Just when Pip is about to give up on his great expectations, he is rescued from the fate of a blacksmith by a mystery benefactor. His dreams of achieving a higher education and becoming a gentleman are realized as his sponsor provides him the funds and means to move to the city, London (151-153). Similarly, Dickens's father acts almost like the benefactor in rescuing him from the fate his mother wished for him, to continue work at the Blacking Factory after his father had been released from prison. Dickens instead gains a higher education in London as well, by attending a school there at age twelve (Victorian Web). Despite the age disparity between Dickens and his autobiographical character Pip at this point in time, their comparable experiences and emotions undoubtedly line up alongside each other.

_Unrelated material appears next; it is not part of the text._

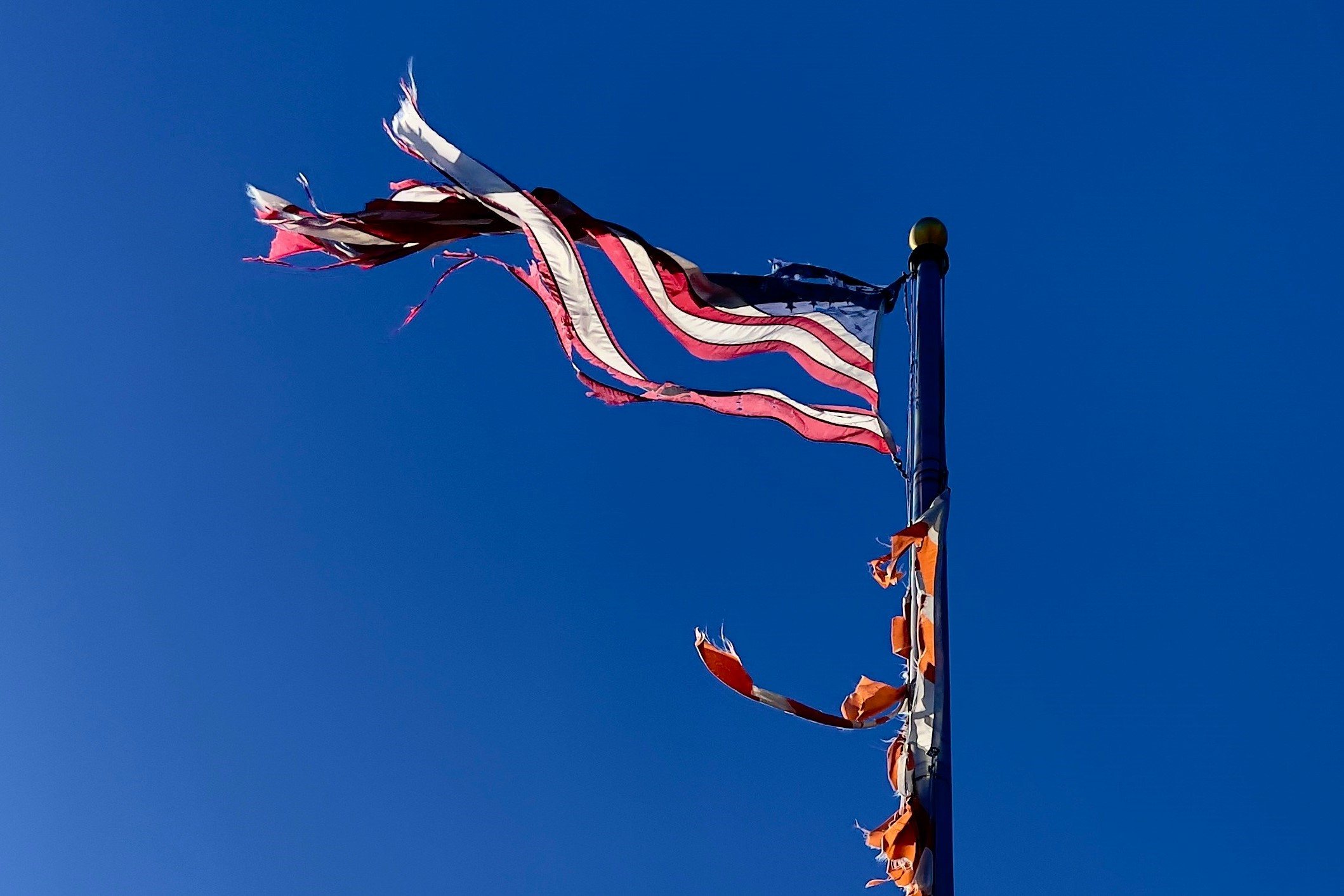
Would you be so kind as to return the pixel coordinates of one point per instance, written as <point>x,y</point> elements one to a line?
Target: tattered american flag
<point>905,840</point>
<point>826,322</point>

As optimistic as Pip was in anticipating the London of the elegant and noble society, he soon becomes disenchanted and learns that the city is not all that he had hoped for it to be. His first impressions are not favorable; although slightly frightened by its enormity, he thinks it as a whole to be "rather ugly, crooked, narrow, and dirty" (177). Pip isn't any more pleased by his accommodations, which he considers "the dingiest collection of shabby buildings ever squeezed together in a rank corner as a club for Tom-cats" (188). This description could be discovered true in the reality of the Industrial Revolution. At this time, England was going through a gradual transformation from the agricultural, family-based economy mentioned earlier to the capitalist, industry-based economy starting to take shape (World Civilizations). This change in economic focus to manufactured products led to a shift in population; people were moving from the country villages to the city in order to entertain the hope for a different, better life than that in which they had been raised. Such a sudden, rapid relocation of the workforce caused crowding and other unsanitary conditions (Yale-New Haven). Evidently, the filth in the real London and in Pip's London is one and the same.
Some of the several effects of the Industrial Revolution on society are portrayed in Great Expectations through the different settings of England utilized in the novel, including both the population shift between settings and the conditions of the village and the city. Author Charles Dickens also employs the autobiographical element of his own childhood travel between the marshes of the country in Kent and the city of London in the experiences of the book's main character Pip. In addition, the use of setting expands on not only the plot development, tone, and other literary devices but gives clues as to the historical and biographical context of the literary work.